Papst Franziskus hat dem langjährigen Vertrauten seines verstorbenen Vorgängers Benedikt XVI., dem deutschen Erzbischof Georg Gänswein, einen "Mangel an Menschlichkeit" vorgeworfen. In einem neuen Buch mit Interviews, das am Mittwoch auf Spanisch erscheint, hielt der 87-Jährige Benedikts ehemaligem Privatsekretär vor, den deutschen Papst "benutzt" zu haben.
Damit bezog er sich darauf, dass Gänswein unmittelbar nach Benedikts Tod an Silvester 2022 ein Buch veröffentlicht hatte. Im vergangenen Jahr hatte Franziskus den Erzbischof nach vielen Jahren in Rom zurück nach Deutschland versetzt, ohne ihm eine neue Aufgabe zu geben.
In dem Interviewbuch "El Sucesor" ("Der Nachfolger") des spanischen Vatikan-Korrespondenten Javier Martínez-Brocal warf der Papst Gänswein auch vor, Unwahrheiten verbreitet zu haben. "Das ist sehr traurig", sagte das Oberhaupt von weltweit 1,4 Milliarden Katholiken. "Aber es hat mich verletzt, dass Benedikt benutzt wurde. Das Buch wurde am Tag der Beerdigung veröffentlicht, was ich als einen Mangel an Noblesse und Menschlichkeit empfand." Das Verhältnis zwischen dem argentinischen Papst und Gänswein (67) gilt bereits seit vielen Jahren als belastet.
"Es wäre besser gewesen zu schweigen"
Gänswein hatte sich nach Benedikts Rücktritt 2013 fast zehn Jahre lang als engster Vertrauter um den emeritierten Pontifex gekümmert. Gleich nach dessen Tod veröffentlichte er ein Buch unter dem Titel "Nichts als die Wahrheit", das es in Deutschland kurzzeitig auf Platz eins der Sachbuch-Bestsellerliste schaffte.
Auch von anderer Seite gab es jedoch bereits viel Kritik. So meinte beispielsweise der deutsche Kurienkardinal Walter Kasper: "Es wäre besser gewesen zu schweigen." Nach dem Abschied aus Rom lebt der gebürtige Schwarzwälder Gänswein nun wieder in seinem Heimatbistum Freiburg.
In dem Interviewbuch berichtet Franziskus - mit bürgerlichem Namen Jorge Mario Bergoglio - auch über das Konklave 2005, bei dem der damalige Kurienkardinal Joseph Ratzinger als erster Deutscher seit vielen Jahrhunderten zum Papst gewählt wurde.
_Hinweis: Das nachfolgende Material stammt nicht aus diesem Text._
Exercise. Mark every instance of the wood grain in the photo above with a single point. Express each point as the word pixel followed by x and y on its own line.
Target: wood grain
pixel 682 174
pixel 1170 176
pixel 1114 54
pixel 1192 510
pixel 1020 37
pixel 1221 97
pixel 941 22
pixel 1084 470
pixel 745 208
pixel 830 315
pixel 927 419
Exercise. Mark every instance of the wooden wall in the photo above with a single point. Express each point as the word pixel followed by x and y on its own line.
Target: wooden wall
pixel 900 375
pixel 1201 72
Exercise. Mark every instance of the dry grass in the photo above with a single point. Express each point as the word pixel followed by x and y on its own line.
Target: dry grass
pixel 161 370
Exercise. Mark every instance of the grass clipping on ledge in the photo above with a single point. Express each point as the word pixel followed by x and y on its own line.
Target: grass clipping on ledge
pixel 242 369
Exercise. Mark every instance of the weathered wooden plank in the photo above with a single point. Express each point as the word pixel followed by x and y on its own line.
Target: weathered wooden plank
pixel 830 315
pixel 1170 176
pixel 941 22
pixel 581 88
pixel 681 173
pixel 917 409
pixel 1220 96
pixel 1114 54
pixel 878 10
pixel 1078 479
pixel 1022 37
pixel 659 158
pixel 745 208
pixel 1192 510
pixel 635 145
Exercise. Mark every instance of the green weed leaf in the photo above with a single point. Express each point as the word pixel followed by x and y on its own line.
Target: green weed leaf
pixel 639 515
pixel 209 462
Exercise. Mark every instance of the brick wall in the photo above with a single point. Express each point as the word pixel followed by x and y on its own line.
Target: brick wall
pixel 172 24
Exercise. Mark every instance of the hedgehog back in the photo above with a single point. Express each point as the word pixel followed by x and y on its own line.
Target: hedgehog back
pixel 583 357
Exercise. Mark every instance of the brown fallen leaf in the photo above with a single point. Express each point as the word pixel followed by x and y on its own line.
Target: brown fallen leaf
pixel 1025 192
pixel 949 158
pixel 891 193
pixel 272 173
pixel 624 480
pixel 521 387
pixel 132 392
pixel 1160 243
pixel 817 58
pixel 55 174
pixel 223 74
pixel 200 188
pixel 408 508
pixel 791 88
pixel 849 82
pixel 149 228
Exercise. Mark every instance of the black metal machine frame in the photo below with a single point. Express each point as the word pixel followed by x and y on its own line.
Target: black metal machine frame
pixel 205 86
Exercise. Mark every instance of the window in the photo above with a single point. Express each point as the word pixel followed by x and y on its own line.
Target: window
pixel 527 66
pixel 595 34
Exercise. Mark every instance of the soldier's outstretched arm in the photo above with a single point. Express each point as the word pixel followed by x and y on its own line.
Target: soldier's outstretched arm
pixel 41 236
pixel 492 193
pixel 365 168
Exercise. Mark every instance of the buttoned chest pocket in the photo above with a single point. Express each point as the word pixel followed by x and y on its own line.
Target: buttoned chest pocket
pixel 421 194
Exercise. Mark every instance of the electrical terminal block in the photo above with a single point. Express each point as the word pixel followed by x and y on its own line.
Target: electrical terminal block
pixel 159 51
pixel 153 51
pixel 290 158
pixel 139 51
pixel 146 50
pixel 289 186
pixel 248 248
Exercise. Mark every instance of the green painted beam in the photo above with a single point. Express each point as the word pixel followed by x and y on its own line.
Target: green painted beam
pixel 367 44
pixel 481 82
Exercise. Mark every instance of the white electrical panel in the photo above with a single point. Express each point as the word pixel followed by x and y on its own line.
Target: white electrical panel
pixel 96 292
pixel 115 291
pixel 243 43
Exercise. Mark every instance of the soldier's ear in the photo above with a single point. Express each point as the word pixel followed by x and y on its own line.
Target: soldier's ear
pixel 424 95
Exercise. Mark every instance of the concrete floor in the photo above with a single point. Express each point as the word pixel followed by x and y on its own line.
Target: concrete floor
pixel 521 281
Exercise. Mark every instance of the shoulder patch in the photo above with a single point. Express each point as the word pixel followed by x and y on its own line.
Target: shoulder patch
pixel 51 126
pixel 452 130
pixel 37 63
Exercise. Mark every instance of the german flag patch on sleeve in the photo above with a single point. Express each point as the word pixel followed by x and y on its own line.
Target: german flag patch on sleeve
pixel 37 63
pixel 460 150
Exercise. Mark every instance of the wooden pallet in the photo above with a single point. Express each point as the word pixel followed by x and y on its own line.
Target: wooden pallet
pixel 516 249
Demnach hatten einige andere Kardinäle damals den Plan, Ratzingers Wahl zu blockieren, indem sie Bergoglio gegen ihn in Stellung bringen und dann aber einen anderen Kandidaten durchsetzen wollten. Der damalige Erzbischof von Buenos Aires erhielt seinerzeit im Konklave auch 40 von 115 Stimmen. Dann erklärte er jedoch seinen Verzicht, sodass der Weg für Ratzinger frei war. Nach Benedikts Rücktritt 2013 wurde Bergoglio dann zum Nachfolger gewählt.